Red potatoes, ready for market at a friend's house.
We had a very good crop of fingerling potatoes earlier (those aren't fingerlings, above, those are red potatoes). One favorite of the fingerlings is Anna Cheeka's Odette, one of the best for making German potato salad. Fingerling potatoes stay firm when cooked and aren't mealy, which means they don't break up into mashed potatoes when you make potato salad. Here's the recipe I like:

German Potato Salad
l pound fingerling potatoes, (or substitute German butterball or Yukon), skins left on
 8-10 slices bacon
1 large onion, coarsely chopped
2 tablespoons flour
1/2 cup cider vinegar
2 T. sugar

Put the potatoes in a steamer or double boiler and cook over salted water for about 30 minutes or until tender when forked. Let the potatoes cool, reserving 1 1/4 cups of the salted cooking water.

Fry the bacon over medium heat until nearly crisp but still bendable. Remove bacon from pan and cut into 1 inch pieces. Leave bacon fat in the pan. (Bacon drippings, after all, are "America's olive oil!")

Reduce skillet heat to low and add the chopped onion, cooking until soft. Raise heat to medium, sift flour into the onions, stirring for about 5 minutes to make a roux. Let the flour and fat become well bound together and lightly brown in color.

Slowly add the vinegar to the roux, stirring steadily until the sauce thickens. Next, add the potato water, also slowly, stirring constantly until the sauce is thickened. Add the sugar, stirring until dissolved.

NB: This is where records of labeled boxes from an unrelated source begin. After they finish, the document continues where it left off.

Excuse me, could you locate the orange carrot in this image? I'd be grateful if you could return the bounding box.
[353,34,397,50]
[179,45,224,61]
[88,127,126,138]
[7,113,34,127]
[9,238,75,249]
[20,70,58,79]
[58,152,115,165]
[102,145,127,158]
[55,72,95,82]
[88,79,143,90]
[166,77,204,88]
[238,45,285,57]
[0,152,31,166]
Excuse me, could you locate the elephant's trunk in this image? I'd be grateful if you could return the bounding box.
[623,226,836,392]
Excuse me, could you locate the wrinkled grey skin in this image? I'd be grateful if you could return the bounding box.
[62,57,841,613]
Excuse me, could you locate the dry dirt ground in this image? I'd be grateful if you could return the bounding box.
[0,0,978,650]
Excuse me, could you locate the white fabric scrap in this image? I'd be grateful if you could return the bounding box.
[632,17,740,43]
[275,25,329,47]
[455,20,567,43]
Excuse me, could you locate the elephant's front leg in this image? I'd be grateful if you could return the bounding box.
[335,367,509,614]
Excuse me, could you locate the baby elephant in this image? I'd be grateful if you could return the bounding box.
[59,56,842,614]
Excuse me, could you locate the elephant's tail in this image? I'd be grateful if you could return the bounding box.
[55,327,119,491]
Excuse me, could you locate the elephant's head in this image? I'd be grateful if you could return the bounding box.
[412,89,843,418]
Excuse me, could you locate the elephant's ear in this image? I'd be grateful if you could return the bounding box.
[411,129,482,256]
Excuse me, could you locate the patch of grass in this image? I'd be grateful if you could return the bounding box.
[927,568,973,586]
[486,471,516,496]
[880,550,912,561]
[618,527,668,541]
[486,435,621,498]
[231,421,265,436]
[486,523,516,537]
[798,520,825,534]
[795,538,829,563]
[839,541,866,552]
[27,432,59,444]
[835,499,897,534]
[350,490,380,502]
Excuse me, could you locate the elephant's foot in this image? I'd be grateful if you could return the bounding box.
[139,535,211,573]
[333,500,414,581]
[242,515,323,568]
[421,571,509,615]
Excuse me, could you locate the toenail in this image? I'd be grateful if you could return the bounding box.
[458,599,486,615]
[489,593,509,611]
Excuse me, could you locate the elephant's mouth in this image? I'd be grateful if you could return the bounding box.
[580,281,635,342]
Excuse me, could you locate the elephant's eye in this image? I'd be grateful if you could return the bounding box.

Cut the potatoes into 1-inch cubes and add the sauce, tossing with the bacon pieces. Mix gently. Best served immediately while still hot.

Summer here at Long Creek Herbs means daylilies and we have several colors. Here's one of the orange doubles...

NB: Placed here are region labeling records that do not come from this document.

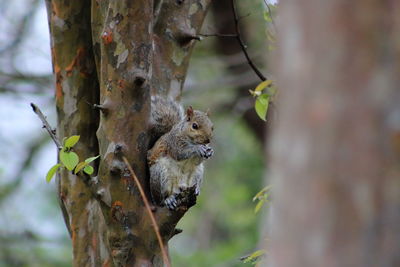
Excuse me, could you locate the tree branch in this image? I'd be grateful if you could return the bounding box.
[231,0,267,81]
[31,103,62,150]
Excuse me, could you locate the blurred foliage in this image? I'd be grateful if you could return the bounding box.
[0,0,268,267]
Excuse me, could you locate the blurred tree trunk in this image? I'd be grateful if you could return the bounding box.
[268,0,400,267]
[46,0,210,266]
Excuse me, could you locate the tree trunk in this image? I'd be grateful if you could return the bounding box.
[46,0,210,266]
[269,0,400,267]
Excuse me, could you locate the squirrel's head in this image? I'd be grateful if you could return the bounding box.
[185,107,214,144]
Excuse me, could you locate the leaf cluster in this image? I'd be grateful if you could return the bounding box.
[46,135,100,183]
[249,80,276,121]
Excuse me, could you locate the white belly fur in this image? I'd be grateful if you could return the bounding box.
[156,156,203,195]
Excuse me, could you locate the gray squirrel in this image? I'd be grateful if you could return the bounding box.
[147,96,214,210]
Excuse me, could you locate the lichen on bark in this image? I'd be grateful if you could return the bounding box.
[46,0,210,266]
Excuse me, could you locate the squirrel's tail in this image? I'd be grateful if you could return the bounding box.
[150,95,184,141]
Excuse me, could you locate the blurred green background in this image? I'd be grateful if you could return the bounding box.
[0,0,268,267]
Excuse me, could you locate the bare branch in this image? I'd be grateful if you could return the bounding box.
[31,103,62,150]
[231,0,267,81]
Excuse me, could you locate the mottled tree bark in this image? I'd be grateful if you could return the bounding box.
[268,0,400,267]
[46,0,210,266]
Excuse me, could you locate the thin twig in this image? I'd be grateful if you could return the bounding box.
[31,103,62,150]
[231,0,267,81]
[122,156,171,267]
[264,0,276,31]
[199,33,237,38]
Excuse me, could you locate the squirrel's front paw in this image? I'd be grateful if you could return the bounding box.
[200,145,214,159]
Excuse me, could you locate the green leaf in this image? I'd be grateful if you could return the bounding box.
[83,165,94,175]
[264,10,272,22]
[254,94,269,121]
[254,80,272,92]
[85,155,100,163]
[243,249,266,263]
[74,162,89,174]
[64,135,80,148]
[254,199,265,213]
[46,163,61,183]
[60,150,79,171]
[253,185,271,201]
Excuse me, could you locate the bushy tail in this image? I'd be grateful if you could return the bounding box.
[150,95,184,143]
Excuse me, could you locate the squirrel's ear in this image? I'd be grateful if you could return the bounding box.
[186,106,193,121]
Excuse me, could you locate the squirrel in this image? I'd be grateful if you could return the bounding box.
[147,96,214,210]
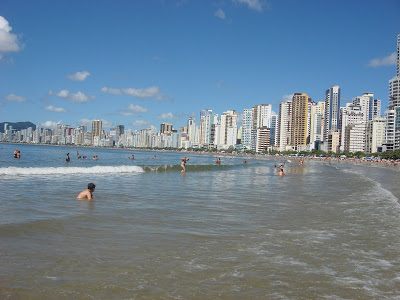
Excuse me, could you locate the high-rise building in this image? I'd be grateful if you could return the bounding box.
[365,117,386,153]
[340,101,367,151]
[200,109,212,146]
[385,34,400,151]
[219,110,238,148]
[324,85,340,141]
[269,113,279,147]
[242,108,253,149]
[92,120,103,137]
[309,101,325,149]
[291,93,310,149]
[160,123,172,133]
[278,100,292,151]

And this white one was a new one last year.
And one more, for contrast.


Carol said...

I didn't realize that a late potato crop could be planted. I'll be giving that a try this week :)

Terra said...

I'm growing potatoes for the first time, this year, and that is interesting that you can also plant in July for a fall crop. I like that idea.

--KC said...

I just want on of those large tomato varieties 'Photoshop,' and a big slab of bacon.
With the heat index predicted at 115 today, I don't want to plant nuttin', harvest nuttin', or even eat nuttin' much. I want to sit in the house with the shades drawn and the a.c. on, being a wuss.

Tina Sams said...

Nice work with the giant veggies. Barbara looks wonderful! Quite the gardener.